I've been comfortably working from home since lockdown started since I've never really needed to be in the office.
My colleagues are based in different parts of the world, commuting sucks up too much time, and I'm more productive at home.

Friday actually started out with as a plan to meet a friend up in the city at the closest major station to me, which wouldn't require me to go all the way to the centre. Then, Virgin Media alerted me of possible broadband disruptions. Then, my colleague Phyllis was going to bake muffins. And I just happened to need 2 simultaneous witnesses to help sign some documents so 3 of my London-based colleagues would fit the bill. So the office gods were putting the pressure that day and that's how I ended up in the office.

I had a lot of fun! I wasn't very productive, but it was really good seeing everyone... chatting over muffins, doing team lunch, running design huddles around a screen, jumping into a room with a big whiteboard... stuff you typically don't do at home. I did one zoom call, that was about it. And some slides. It was a good call for an important piece of work I'm leading. But it didn't need me in the office for that.

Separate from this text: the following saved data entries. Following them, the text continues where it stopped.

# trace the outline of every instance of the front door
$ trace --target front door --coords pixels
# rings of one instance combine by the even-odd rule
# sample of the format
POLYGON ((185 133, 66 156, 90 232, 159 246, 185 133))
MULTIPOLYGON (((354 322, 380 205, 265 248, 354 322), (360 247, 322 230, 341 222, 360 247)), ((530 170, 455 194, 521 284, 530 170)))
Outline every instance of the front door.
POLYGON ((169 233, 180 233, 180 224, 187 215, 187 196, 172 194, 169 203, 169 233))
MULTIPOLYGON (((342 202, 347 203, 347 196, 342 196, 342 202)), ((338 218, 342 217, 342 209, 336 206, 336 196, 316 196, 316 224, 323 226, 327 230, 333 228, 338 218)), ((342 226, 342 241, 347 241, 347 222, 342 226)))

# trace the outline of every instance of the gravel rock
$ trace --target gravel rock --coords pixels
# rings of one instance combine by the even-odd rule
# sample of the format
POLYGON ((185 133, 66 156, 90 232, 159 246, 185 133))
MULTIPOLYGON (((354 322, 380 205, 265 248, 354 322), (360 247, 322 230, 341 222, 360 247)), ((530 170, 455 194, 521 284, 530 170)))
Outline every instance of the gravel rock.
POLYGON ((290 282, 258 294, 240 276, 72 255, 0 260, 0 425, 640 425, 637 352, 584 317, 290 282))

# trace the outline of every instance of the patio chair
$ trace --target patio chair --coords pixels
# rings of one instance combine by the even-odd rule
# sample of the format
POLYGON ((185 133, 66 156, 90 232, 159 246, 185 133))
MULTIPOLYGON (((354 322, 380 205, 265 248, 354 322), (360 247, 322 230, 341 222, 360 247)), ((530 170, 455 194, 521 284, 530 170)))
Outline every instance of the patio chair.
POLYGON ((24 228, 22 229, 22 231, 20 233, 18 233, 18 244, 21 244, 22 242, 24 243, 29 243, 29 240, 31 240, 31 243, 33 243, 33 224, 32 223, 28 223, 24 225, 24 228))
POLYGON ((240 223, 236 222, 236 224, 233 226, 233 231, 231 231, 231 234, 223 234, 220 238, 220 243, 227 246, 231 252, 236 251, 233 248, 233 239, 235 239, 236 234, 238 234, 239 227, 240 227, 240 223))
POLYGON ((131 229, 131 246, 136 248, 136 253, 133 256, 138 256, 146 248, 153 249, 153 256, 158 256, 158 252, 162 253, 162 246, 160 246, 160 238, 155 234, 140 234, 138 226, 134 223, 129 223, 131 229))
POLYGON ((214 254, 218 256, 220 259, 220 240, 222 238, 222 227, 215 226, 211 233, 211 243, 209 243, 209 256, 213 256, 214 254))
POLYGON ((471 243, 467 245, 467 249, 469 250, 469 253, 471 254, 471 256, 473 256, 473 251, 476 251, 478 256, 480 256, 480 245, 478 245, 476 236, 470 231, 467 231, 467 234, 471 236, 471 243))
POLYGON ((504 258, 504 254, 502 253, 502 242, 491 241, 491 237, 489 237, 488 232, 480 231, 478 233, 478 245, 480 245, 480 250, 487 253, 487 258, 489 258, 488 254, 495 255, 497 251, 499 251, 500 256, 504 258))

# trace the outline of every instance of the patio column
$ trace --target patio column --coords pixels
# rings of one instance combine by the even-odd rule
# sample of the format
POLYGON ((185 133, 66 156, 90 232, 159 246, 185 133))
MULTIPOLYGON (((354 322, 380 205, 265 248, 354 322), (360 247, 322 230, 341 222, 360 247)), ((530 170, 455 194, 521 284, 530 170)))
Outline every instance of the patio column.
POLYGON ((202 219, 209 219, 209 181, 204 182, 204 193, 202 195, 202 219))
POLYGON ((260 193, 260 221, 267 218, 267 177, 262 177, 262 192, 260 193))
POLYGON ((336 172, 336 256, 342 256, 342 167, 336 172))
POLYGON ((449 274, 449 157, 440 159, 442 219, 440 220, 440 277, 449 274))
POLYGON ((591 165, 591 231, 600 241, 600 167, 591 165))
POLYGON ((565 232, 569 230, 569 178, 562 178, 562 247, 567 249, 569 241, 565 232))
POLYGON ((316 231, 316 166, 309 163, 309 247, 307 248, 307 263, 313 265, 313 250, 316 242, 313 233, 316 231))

I could see myself doing the odd one-day-a-month thing. I'd probably want to maximise my office time for group-related stuff. I wouldn't do office for office sake. This is all the typical stuff you see everywhere, I'm just really late to the game.

I like the flexibility. I like the productivity. I also like meeting people. I like having options. It makes a lot of sense, and only nonsense if you've been trapped in a bubble the whole time and woken up from a time machine after years of cryogenic sleep.

This made me think a bit about climate change. The reason why we're having so much trouble with that is that we don't really feel climate change like you do COVID infections. And it's likely that many of us in privileged positions won't feel obligated or motivated to change for the climate at a visceral level. It simply doesn't affect us at that level.

It affects our conscience and morals, sure. But that's not the same as experiencing death from climate change which few of us suffer from. So, I wonder if the only way is start with what we do struggle with (moral, conscience) and gradually force ourselves to suffer by changing and letting go parts of our "old" lives..... getting rid of the car, replacing the boiler, paying more money to install solar panels, installing water and heating limiting devices, travelling less...

Maybe the problem is that we've been framing change as a motivation-oriented thing (e.g. obligation to do our bit). Maybe, somewhat counter-intuitively, we need to frame it as a phased mourning which doesn't kill us but lets us pragmatically accept that we have no way but to let go of the past, and one step at a time, adjust over to a different way of living.... and in that process, find ways of dealing with those negative emotions over time.

A forced mourning that lines up with the time cadence of the planet's change rate, which works to a different beat to our daily cycles. A forcing of lost hope so that we can let go of whatever things we've been clinging on to, hoping for an easy way to transition out.

I think we severely lack coping mechanisms. Everyone is hoping for a nice, smooth transition to a future, more sustainable life. All of us are scared to let go. I'm scared to let go.

Maybe this is what's missing - a space for dialogue about coping, mourning together, accepting that the loss is real even if we don't feel the climate effects, and somehow cobbling together a new life bit by bit... accepting that not everything has been worked out yet, but pressing on anyway.

Maybe we can start by finding ourselves... the mourners. The copers. The ones at neither ends of extremes.